The corporate regulator has revealed the extent to which its investigations have been impacted by the COVID crisis, reporting an almost 40 per cent drop in notices issued to the entities it is tasked with monitoring.

Responding to questions on notice from the House economics committee, ASIC said it issued 1,557 notices to financial services industry participants in the six months to July 2020, compared with 2,511 notices in the previous six-month period.

“This represents a 38 per cent decline in the total number of notices issued in the COVID period compared to the immediate pre-COVID period,” ASIC said.


“In our Close and Continuous Monitoring Program there has been a decline in the onsite supervision and notice utilisation,” the regulator’s chair, James Shipton, told a previous hearing of the committee.”

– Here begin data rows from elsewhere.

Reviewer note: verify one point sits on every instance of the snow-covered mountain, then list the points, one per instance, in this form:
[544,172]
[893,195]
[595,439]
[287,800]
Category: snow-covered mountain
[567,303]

The regulator said the most common notice types issued were requests to appear for examination, to produce books and records and for AFSLs to provide general information to ASIC.

ASIC noted that the number of notices issued to entities suspected of breaching the Corporations Act had peaked in August 2019 as the regulator worked through a backlog of case studies and referrals from the financial services royal commission.

“The peak – 683 notices issued in August 2019 – to trough – 226 notices issued in April 2020 – represents a 67 per cent decline in notices issued,” the regulator said.

However, ASIC added notice numbers had begun to increase again between May and July as its staff adapted to the changing working conditions demanded by the COVID-19 pandemic.

The month of July 2020 saw just under 400 notices issued by ASIC.

“We’ve explored as many strategies as we can that are efficient and sensitive to the current economic environment such that we can continue to enforce the law, continue to investigate possible contraventions of the law, without overburdening the regulated communities but without stopping the office of influence from its operations in any significant way,” Mr Shipton told the committee.